Dr. Walter Fast, associate professor of medicinal chemistry at The University of Texas at Austin’s College of Pharmacy, has been awarded a four-year $2.1 million grant from the National Institutes of Health (NIH) to develop small-molecules that counter antibiotic resistance in Gram-negative bacteria. If successful, the research could lead to new drugs for clinicians to use in treating bacterial infections that are resistant to most antibiotics.
Fast is studying a class of enzymes, called metallo-beta-lactamases, that confer resistance to almost all clinically-used beta-lactam antibiotics, including penicillins, cephalosporins, and even carbapenems that are often used as ‘drugs of last resort’ for treating resistant infections. One of the more prominent examples is a ‘superbug’ called NDM, named after its primary resistance determinant New Delhi metallo-beta-lactamase, which has quickly spread worldwide after its 2008 discovery in India.
“Inhibitors of these enzymes could resurrect our ability to use a whole class of antibiotics on resistant infections” Fast said, adding “but there are currently no approved drugs that counter metallo-beta-lactamase activity.”

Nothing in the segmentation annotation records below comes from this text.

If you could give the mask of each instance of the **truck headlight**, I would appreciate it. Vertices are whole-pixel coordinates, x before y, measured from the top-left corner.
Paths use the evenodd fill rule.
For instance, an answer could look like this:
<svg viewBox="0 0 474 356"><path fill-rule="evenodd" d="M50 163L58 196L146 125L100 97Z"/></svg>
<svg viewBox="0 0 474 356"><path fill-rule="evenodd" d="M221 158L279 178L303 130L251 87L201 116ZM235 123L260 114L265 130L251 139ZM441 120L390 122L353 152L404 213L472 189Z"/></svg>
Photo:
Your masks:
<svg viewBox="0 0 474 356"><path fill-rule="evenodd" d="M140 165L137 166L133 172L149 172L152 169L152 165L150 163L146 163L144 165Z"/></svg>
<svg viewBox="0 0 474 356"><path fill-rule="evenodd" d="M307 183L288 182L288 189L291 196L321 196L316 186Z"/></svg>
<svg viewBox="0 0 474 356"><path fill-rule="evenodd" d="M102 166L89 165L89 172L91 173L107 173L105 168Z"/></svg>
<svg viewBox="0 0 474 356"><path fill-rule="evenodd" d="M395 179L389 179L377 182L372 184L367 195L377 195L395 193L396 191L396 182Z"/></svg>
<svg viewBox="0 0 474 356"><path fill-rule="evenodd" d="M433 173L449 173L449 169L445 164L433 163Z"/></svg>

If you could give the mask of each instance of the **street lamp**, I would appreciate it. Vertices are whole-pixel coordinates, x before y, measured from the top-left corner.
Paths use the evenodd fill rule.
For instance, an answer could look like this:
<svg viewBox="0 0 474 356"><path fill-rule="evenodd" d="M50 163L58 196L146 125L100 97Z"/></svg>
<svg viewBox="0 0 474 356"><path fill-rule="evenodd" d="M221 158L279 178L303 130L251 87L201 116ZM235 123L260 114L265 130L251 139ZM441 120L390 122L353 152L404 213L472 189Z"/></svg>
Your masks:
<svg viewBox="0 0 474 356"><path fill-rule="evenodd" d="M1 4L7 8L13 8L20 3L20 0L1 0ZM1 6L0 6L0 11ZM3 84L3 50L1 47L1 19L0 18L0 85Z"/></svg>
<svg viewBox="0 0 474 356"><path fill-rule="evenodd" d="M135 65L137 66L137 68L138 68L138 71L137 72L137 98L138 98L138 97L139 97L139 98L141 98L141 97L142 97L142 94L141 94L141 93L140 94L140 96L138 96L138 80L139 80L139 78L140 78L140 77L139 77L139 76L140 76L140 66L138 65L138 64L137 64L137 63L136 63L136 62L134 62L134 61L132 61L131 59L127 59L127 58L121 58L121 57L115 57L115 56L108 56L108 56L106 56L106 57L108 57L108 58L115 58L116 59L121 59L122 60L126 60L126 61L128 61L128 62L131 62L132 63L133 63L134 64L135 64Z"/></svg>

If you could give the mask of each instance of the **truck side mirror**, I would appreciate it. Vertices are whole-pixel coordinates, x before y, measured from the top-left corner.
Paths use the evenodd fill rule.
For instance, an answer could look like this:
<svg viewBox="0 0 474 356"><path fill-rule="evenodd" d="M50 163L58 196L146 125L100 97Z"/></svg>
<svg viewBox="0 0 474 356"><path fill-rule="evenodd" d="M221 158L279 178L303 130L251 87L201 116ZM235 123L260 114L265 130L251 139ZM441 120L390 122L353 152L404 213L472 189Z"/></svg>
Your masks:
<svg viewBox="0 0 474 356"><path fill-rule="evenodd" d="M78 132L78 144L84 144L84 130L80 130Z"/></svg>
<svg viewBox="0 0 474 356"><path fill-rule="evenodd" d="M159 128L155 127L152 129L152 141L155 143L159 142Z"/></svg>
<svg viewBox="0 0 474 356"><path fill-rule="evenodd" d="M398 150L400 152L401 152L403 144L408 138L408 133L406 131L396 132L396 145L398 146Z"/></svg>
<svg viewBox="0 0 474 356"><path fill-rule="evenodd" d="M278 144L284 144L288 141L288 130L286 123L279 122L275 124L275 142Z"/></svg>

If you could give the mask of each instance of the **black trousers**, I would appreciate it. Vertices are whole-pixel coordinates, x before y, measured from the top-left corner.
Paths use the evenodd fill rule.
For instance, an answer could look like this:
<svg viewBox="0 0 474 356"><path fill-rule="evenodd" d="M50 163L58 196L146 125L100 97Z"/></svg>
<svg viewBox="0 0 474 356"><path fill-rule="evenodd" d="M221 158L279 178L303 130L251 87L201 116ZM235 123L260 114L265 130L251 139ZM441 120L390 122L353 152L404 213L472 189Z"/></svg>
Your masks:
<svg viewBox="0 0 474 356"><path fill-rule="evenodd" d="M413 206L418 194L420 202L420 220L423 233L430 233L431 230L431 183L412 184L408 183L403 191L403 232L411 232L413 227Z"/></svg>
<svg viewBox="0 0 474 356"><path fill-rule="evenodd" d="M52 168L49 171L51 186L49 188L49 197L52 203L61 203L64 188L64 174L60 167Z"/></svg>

Fast had studied metallo-beta-lactamases as a postdoctoral fellow, but moved his focus to structurally related proteins that interfere with interbacterial communication pathways when he joined the UT Austin faculty in 2002, on-going work that is currently funded by a National Science Foundation grant.
“After hearing about NDM on the news,” said Fast “I felt like we could build on what we’ve learned from related proteins and really make a meaningful contribution.”
He recruited an interdisciplinary research team with labs headed by Dr. Seth Cohen at the University of California, San Diego; Dr. Robert Bonomo at Case Western Reserve University; and Drs. Michael Crowder, David Tierney and Rick Page at the University of Miami, Ohio. The teams use fragment-based library design, high-throughput screening, enzymology, biophysical characterization, X-ray crystallography and microbiology to develop drug-like inhibitors that target the most clinically prevalent metallo-beta-lactamases. The Center for Infectious Disease and the small-molecule screening core of the Texas Screening Alliance at The University of Texas at Austin will also provide important resources for the project. Ultimately, the team’s goal is to develop a suite of structurally diverse inhibitors suitable for pre-clinical trials.